Lorene Broncheau, staffing and recruitment specialist in the Office of Human Resources, said one potential difference in the 2021 Discover program will be to have one supervisory-level trainee and one program manager-level trainee, Broncheau said.
“Who are we looking for in 2021? We are looking for individuals who are interested in enhancing the operational knowledge of management for CTUIR. The Discover program is designed to provide opportunity for tribal members to gain experience and understanding of department functions. I encourage people who have worked for the Tribe for a really long time to still apply,” Broncheau said. “Like (Janet and Steven) had mentioned, there is some disconnect sometimes. A lot of Tribal members who have been working here for 30 years may not have degrees, but are well qualified with the experience and training they have obtained over numerous years.
“I think as a tribal member, even if it’s sometimes a supervisory or management training, you might go through the program and decide you’re fine in your current position, and that is okay. But it’s such a benefit to understand the departments, organization and understand how they work together.”
The application, open to CTUIR members only, asks for employment information, experience with technology, and experience in administrative, managerial, governance and civic affairs. According to the program’s criteria, applicants must be part- or full-time employees for the past two years; have demonstrated excellent employment practices; display an aptitude for leadership; and agree to maintain confidentiality of any sensitive information learned. In addition to those requirements, applicants must include a letter of interest, a resume, college transcripts, and three letters of recommendation (including one from a CTUIR department head).
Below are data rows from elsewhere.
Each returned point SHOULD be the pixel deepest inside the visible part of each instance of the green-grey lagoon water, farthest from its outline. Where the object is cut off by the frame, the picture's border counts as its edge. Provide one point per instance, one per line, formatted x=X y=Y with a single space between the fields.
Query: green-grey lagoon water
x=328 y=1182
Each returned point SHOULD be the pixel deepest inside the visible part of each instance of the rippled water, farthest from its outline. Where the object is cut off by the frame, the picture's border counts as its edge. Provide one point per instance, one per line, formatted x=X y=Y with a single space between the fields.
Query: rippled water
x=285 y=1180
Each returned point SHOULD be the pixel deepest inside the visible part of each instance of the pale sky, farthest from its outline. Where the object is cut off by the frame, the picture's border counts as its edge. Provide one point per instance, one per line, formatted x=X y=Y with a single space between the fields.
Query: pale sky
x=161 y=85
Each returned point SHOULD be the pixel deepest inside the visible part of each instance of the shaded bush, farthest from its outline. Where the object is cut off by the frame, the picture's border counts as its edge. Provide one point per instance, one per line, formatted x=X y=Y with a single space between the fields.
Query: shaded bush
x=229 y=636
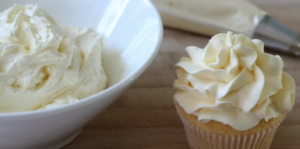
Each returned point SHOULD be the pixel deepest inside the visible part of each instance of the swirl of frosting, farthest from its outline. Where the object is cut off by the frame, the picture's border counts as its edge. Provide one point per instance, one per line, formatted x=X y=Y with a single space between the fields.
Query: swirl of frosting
x=234 y=82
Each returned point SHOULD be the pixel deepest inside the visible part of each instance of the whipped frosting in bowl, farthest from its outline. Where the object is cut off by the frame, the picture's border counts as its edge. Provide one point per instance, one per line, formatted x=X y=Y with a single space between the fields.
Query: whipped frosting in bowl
x=44 y=65
x=234 y=82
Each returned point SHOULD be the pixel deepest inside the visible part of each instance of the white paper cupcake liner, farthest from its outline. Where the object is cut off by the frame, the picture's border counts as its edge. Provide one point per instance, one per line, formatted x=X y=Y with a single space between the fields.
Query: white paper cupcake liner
x=202 y=139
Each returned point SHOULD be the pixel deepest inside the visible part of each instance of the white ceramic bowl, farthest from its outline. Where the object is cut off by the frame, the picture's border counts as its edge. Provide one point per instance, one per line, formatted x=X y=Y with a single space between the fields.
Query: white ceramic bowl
x=132 y=32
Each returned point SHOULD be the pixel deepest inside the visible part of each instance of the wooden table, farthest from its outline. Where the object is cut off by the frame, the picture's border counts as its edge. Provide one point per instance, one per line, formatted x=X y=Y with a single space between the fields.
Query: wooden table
x=144 y=117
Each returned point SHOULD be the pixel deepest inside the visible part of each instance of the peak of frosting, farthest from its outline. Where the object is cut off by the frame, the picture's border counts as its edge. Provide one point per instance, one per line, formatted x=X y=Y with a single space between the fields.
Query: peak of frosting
x=234 y=82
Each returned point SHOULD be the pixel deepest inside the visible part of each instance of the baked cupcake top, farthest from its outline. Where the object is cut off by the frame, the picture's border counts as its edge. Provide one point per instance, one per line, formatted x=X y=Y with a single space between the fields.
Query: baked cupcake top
x=234 y=82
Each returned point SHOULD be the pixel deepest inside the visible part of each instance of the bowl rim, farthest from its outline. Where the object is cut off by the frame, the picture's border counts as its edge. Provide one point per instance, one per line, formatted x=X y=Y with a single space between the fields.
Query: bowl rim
x=118 y=86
“I would highly recommend anybody who’s interested to get more information or to apply,” Johnson said. “There’s really no downside. You get credit you can put on a resume, application that says you’ve done supervisory experience just by going through this program. … The people that complete the program are usually go-getters I think.”
Hart said he had some hesitation going into the program, but that quickly faded.
“The biggest problem I thought … They’re all inviting us, we’re going to be stepping on peoples’ toes… But everyone’s cool with it, because they know what they’re trying to do: We’re trying to raise our potential like theirs,” Hart said.
Notable past participants of the Discover program, which is in its fifth year, are Board of Trustees member Corrine Sams, as well as Briana Spencer, Iosefa Taula and Angela Hummingbird.
Completion of the Discover training module does not guarantee a promotion or reclassification, but trainees successfully completing the training will be recognized with three months supervisory or program manager experience.
Johnson praised Broncheau for facilitating the completion of this year’s program.
“I just want to praise Lorene because it was stalled for a couple months,” he said. “Departments were not wanting to have people in, but she was able to adapt the program to Zoom and get people meeting virtually. She’s got it back on track and it’s incredible she’s been able to do that.”